Et quelque chose comme un sentiment humain qui le surprit, lui qui se croyait si fort au-dessus de l’humanité, vint estomper l’éclat de son regard si froid l’instant d’avant.

Et de la multitude son regard s’éleva vers l’éclatante irradiation d’un ciel ardent, comme pour y chercher une inspiration, et ne la trouvant pas à son gré, sans doute, s’abaissa de nouveau sur le pavé, au loin.

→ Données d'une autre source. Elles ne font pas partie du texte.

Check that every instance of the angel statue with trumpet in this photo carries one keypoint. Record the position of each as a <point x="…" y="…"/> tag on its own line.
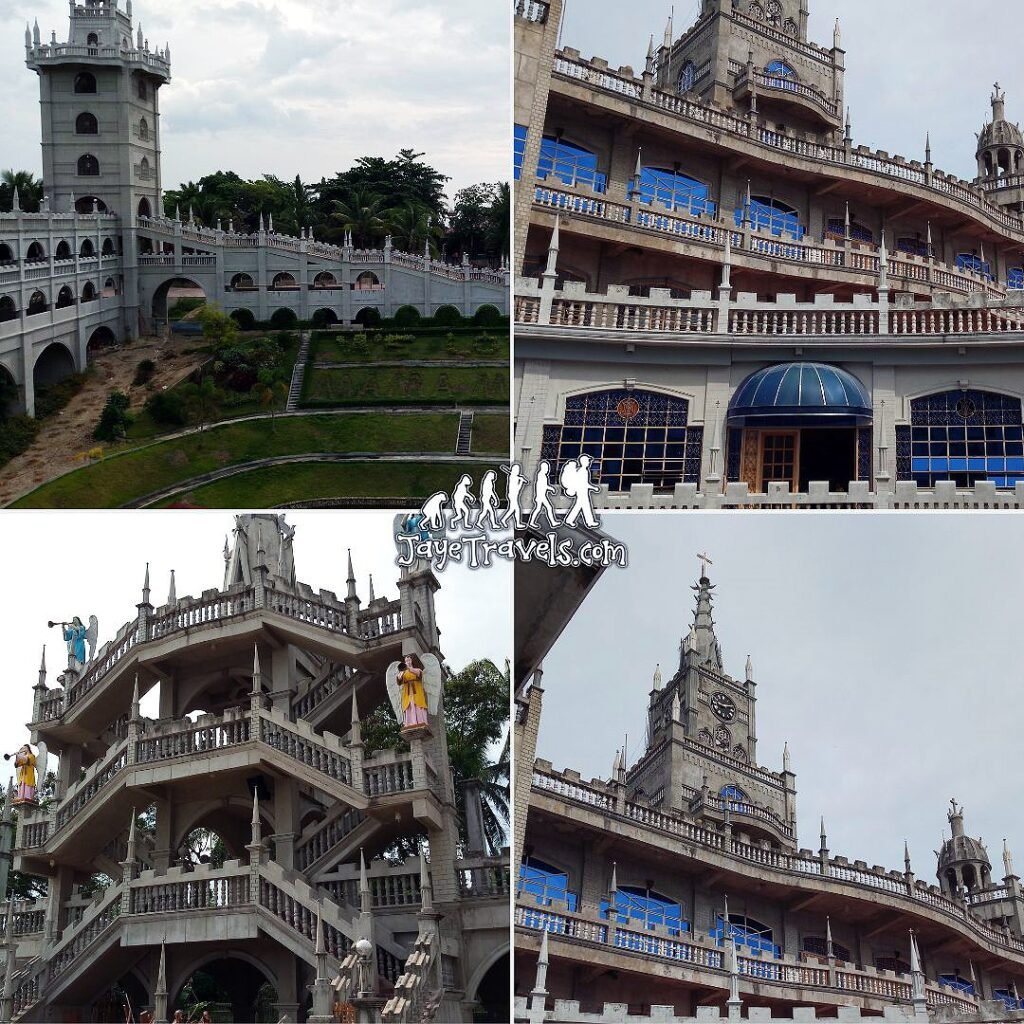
<point x="77" y="635"/>
<point x="415" y="688"/>
<point x="30" y="767"/>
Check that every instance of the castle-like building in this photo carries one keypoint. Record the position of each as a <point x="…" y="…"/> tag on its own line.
<point x="676" y="890"/>
<point x="724" y="300"/>
<point x="97" y="263"/>
<point x="264" y="688"/>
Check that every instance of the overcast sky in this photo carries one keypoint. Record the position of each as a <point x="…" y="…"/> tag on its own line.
<point x="912" y="67"/>
<point x="886" y="651"/>
<point x="303" y="86"/>
<point x="83" y="563"/>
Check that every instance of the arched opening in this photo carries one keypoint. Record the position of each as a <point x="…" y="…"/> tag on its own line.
<point x="172" y="292"/>
<point x="88" y="166"/>
<point x="237" y="988"/>
<point x="101" y="338"/>
<point x="54" y="365"/>
<point x="283" y="282"/>
<point x="86" y="124"/>
<point x="85" y="83"/>
<point x="90" y="204"/>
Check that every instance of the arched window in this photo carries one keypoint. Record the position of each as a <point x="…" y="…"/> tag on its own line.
<point x="964" y="436"/>
<point x="645" y="908"/>
<point x="674" y="190"/>
<point x="632" y="437"/>
<point x="569" y="164"/>
<point x="545" y="884"/>
<point x="772" y="215"/>
<point x="687" y="77"/>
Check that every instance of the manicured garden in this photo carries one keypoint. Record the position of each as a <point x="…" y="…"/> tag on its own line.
<point x="121" y="478"/>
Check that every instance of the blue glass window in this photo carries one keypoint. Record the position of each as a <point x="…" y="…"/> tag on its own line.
<point x="744" y="932"/>
<point x="674" y="192"/>
<point x="569" y="164"/>
<point x="546" y="884"/>
<point x="518" y="148"/>
<point x="635" y="905"/>
<point x="965" y="436"/>
<point x="968" y="261"/>
<point x="770" y="214"/>
<point x="633" y="436"/>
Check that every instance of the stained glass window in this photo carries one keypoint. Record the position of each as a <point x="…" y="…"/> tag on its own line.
<point x="964" y="436"/>
<point x="674" y="192"/>
<point x="569" y="164"/>
<point x="633" y="437"/>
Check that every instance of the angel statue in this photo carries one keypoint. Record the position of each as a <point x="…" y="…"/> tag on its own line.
<point x="415" y="688"/>
<point x="29" y="767"/>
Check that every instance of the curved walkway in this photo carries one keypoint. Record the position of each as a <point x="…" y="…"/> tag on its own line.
<point x="323" y="457"/>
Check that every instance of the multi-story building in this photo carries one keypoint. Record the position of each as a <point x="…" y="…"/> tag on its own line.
<point x="676" y="890"/>
<point x="721" y="298"/>
<point x="263" y="686"/>
<point x="97" y="263"/>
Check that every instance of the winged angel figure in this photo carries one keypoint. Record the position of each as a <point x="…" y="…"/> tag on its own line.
<point x="414" y="686"/>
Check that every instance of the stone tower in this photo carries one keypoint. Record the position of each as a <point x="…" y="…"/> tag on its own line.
<point x="701" y="751"/>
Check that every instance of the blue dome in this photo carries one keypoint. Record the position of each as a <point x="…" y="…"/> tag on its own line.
<point x="801" y="392"/>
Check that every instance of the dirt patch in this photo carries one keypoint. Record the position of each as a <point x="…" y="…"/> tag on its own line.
<point x="69" y="434"/>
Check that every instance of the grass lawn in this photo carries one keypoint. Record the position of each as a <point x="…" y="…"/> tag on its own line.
<point x="478" y="344"/>
<point x="120" y="478"/>
<point x="491" y="433"/>
<point x="414" y="386"/>
<point x="270" y="487"/>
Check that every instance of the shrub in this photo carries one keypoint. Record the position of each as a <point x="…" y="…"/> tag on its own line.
<point x="284" y="318"/>
<point x="407" y="316"/>
<point x="448" y="316"/>
<point x="143" y="373"/>
<point x="115" y="419"/>
<point x="245" y="318"/>
<point x="167" y="409"/>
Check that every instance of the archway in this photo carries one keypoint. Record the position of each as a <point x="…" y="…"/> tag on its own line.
<point x="54" y="364"/>
<point x="169" y="296"/>
<point x="241" y="989"/>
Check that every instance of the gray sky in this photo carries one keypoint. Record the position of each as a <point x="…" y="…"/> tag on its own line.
<point x="912" y="67"/>
<point x="81" y="563"/>
<point x="886" y="650"/>
<point x="301" y="87"/>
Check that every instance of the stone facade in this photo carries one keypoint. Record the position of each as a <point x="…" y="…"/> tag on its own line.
<point x="97" y="263"/>
<point x="681" y="230"/>
<point x="263" y="687"/>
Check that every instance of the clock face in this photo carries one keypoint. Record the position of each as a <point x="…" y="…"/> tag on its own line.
<point x="721" y="705"/>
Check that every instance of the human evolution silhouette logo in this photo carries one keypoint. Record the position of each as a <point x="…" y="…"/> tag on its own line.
<point x="464" y="527"/>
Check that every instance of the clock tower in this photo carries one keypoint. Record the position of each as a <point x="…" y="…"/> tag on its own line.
<point x="700" y="758"/>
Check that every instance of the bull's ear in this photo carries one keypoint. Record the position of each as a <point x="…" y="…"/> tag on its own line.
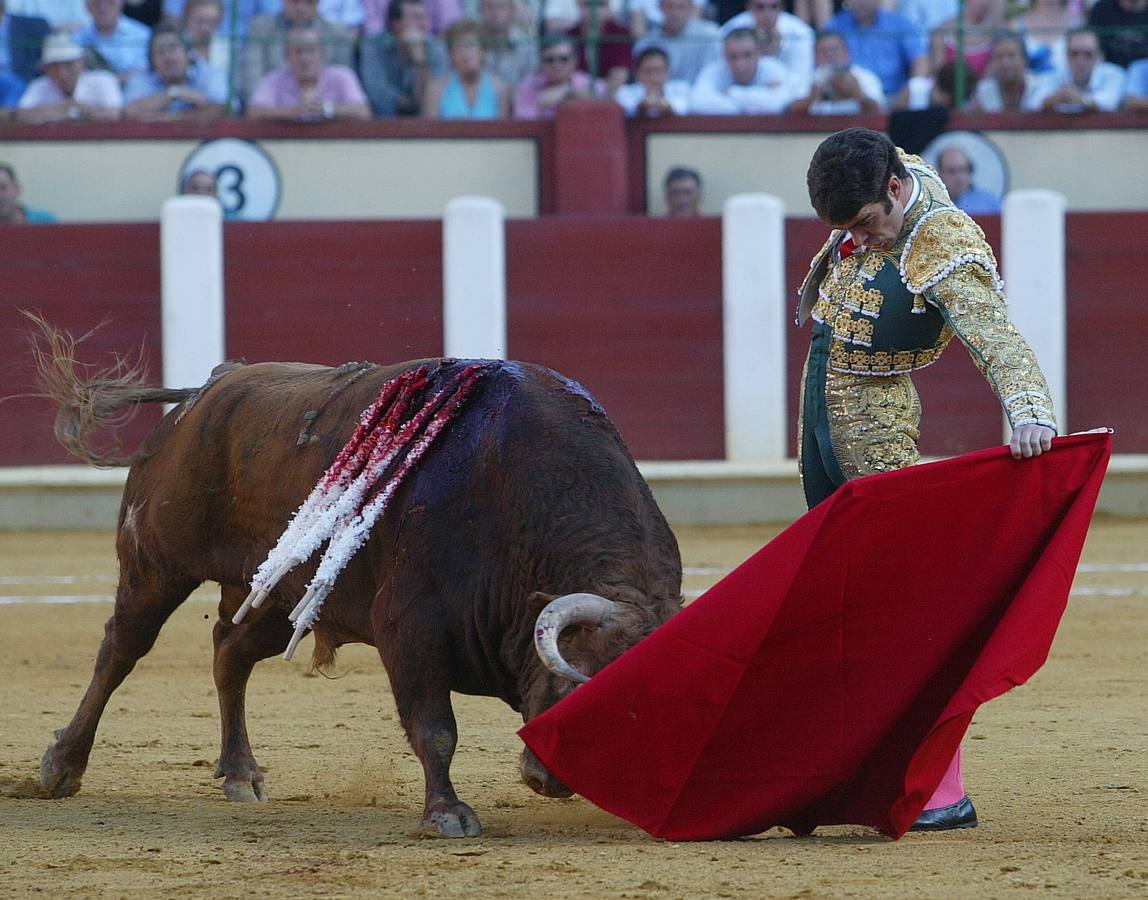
<point x="537" y="602"/>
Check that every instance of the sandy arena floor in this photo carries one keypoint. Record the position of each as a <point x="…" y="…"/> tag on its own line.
<point x="1059" y="769"/>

Et voici que là-bas, au bout de la place, isolé dans l’espace réservé aux combattants et à leurs suites, dans ce que nous pourrions appeler les coulisses de l’arène, lui apparut soudain l’autel en face duquel, la veille encore, on avait brûlé sept hérétiques. Cet autel se dressait solitaire, entouré, de loin, par les tentes portant l’écu ou le fanion de l’occupant – nul ne se fut avisé de l’approcher de trop près, il y allait de la vie -, cet autel se dressait non plus orné de fleurs éclatantes, paré de dentelles d’un prix fabuleux, étincelant des feux de mille cierges allumés, comme la veille, mais nu, froid, morne, triste, abandonné. Et tout au haut de l’autel, sur sa croix de fer rouillé, le bronze doré du Christ ciselé, flamboyant d’un éclat insoutenable sous les rayons obliques d’un soleil couchant, qui le nimbaient d’une auréole de feu, le Christ de bronze semblait tendre vers lui ses bras suppliants.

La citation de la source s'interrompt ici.